The episodic structure helps, too, with Travis creatively manoeuvering around or simply knocking off the obstacles to Uber’s expansion, while instilling among his staff a disrespect or disregard for safety, privacy, women, the law, his competitors and even his allies. Travis is the kind of guy who gets excited by having enemies, “You know you’re on your way up when they slap a target on your back,” he preened. But he doesn’t have to bear the brunt of working at an all-goons company. Bill starts to wonder whether his one sure unicorn – the billion-dollar start-up at the end of the rainbow – is worth enabling Travis’s worst impulses and ruining his own name in the process. Travis’s right-hand woman, Austin Geidt (Kerry Bishé), realises too late that she may not just be a victim in Uber’s pro-bro culture, but also a contributor.

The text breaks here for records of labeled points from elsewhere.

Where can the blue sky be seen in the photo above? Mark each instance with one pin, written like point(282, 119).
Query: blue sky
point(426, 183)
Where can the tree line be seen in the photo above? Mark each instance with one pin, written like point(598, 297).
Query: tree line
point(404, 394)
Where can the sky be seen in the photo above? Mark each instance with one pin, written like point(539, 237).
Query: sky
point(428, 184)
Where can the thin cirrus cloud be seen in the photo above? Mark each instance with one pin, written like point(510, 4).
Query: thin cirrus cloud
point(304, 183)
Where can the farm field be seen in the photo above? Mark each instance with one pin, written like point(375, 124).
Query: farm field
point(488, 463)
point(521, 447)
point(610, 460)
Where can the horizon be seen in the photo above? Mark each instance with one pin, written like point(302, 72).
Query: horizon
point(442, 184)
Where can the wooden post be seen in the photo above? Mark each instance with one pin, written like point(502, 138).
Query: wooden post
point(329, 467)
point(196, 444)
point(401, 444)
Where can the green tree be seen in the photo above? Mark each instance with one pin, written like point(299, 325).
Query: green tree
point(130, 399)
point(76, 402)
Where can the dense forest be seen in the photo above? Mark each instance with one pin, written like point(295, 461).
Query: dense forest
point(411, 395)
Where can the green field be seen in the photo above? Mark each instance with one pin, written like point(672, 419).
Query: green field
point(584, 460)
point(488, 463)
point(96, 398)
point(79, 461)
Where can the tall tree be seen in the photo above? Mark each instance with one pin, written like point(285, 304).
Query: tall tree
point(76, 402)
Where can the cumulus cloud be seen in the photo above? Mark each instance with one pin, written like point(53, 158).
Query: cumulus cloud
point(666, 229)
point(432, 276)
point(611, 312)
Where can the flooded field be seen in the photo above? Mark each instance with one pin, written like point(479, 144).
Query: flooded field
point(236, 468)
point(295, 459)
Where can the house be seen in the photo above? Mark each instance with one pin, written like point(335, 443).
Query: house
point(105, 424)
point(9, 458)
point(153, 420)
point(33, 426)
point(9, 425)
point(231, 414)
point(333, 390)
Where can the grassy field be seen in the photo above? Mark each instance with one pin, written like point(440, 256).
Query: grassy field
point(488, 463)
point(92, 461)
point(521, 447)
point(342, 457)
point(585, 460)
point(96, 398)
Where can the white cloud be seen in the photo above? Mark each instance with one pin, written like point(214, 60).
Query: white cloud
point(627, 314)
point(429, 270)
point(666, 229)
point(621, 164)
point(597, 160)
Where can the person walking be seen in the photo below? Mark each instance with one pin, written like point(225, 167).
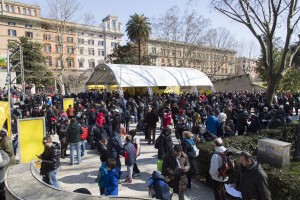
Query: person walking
point(177, 161)
point(215, 163)
point(252, 182)
point(73, 138)
point(151, 119)
point(50, 161)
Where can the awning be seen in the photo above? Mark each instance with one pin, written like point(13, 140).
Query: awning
point(146, 76)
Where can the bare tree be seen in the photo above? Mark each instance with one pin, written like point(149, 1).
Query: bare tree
point(266, 20)
point(222, 44)
point(180, 35)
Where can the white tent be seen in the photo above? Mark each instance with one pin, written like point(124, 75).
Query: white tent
point(146, 76)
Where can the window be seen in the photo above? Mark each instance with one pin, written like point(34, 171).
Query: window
point(28, 25)
point(153, 50)
point(70, 50)
point(113, 44)
point(29, 34)
point(80, 41)
point(91, 52)
point(58, 49)
point(70, 62)
point(81, 51)
point(58, 38)
point(91, 63)
point(100, 43)
point(81, 62)
point(113, 24)
point(70, 39)
point(47, 48)
point(49, 61)
point(47, 37)
point(91, 42)
point(12, 32)
point(100, 52)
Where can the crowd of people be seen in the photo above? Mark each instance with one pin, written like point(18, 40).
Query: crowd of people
point(102, 119)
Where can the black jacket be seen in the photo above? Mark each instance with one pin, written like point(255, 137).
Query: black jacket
point(253, 183)
point(50, 158)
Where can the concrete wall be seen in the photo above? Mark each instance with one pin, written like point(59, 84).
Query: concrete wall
point(237, 83)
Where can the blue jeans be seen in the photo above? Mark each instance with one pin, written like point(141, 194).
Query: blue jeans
point(82, 147)
point(50, 178)
point(78, 151)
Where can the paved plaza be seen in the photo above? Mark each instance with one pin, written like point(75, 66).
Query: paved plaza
point(84, 175)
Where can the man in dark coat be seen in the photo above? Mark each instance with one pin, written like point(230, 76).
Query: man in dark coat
point(116, 121)
point(151, 119)
point(115, 148)
point(178, 161)
point(252, 182)
point(50, 161)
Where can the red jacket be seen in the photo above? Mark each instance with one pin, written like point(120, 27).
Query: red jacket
point(100, 119)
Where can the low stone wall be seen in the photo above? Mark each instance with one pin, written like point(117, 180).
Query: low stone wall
point(22, 181)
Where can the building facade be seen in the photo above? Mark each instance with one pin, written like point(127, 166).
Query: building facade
point(79, 48)
point(216, 63)
point(246, 66)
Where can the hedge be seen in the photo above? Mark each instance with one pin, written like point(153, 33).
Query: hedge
point(282, 185)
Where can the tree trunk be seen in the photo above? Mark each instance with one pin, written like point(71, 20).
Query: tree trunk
point(139, 47)
point(271, 90)
point(61, 84)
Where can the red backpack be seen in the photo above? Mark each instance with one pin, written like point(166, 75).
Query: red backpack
point(84, 135)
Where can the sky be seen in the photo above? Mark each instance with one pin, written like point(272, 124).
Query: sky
point(154, 8)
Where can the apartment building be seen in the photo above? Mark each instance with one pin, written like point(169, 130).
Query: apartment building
point(79, 48)
point(216, 63)
point(246, 66)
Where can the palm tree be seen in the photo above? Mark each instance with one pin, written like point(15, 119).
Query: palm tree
point(138, 30)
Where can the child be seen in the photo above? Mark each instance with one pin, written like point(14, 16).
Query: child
point(130, 157)
point(112, 179)
point(102, 174)
point(161, 188)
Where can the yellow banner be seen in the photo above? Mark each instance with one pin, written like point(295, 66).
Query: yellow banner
point(31, 134)
point(67, 102)
point(5, 116)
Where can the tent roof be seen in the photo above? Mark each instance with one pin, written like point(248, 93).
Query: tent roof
point(144, 76)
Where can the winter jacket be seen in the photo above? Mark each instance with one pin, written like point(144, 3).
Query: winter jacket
point(100, 119)
point(111, 182)
point(116, 123)
point(212, 124)
point(161, 188)
point(253, 183)
point(179, 182)
point(129, 154)
point(151, 119)
point(50, 158)
point(164, 144)
point(215, 163)
point(103, 175)
point(73, 133)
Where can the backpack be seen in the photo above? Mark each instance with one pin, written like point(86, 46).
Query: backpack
point(84, 135)
point(227, 164)
point(194, 151)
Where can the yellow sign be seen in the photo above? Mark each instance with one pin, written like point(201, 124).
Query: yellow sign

The sweet-faced Gordon-Levitt clearly has a blast playing against type. Much of the show’s energy in the first five episodes (those screened for review) comes from Travis’s blustering stunts: negging investors, for example, by cancelling all his meetings with them so they’ll be forced to come to him. Super Pumped loves stunts (and stunt-casting) as much as its protagonist: Fred Armisen plays the mayor of Portland, Mark Cuban appears as himself in a cameo and Uma Thurman sports an extravagant accent as Arianna Huffington. She’s one of several women from whom Travis, a nerdy mama’s boy at heart, seeks mentorship, but he’s clueless about the casual misogyny festering in his own company. From women (or men), he only knows how to take.
That love of stunt extends to the series’ visuals. In fact, it’s a relief when the show’s palette – grey on grey on grey – gives way to an animated video game sequence (of course Travis sees any given situation as something to level up from) or a flow chart of rhetorical tactics he can use against his opponents, many of whom simply thought of themselves as conversation partners until he forces them to realise otherwise. It’s a portrait of a young man as a leader who, handed ludicrous sums of wealth and power, only brings out the worst in himself and others – a real-life horror story.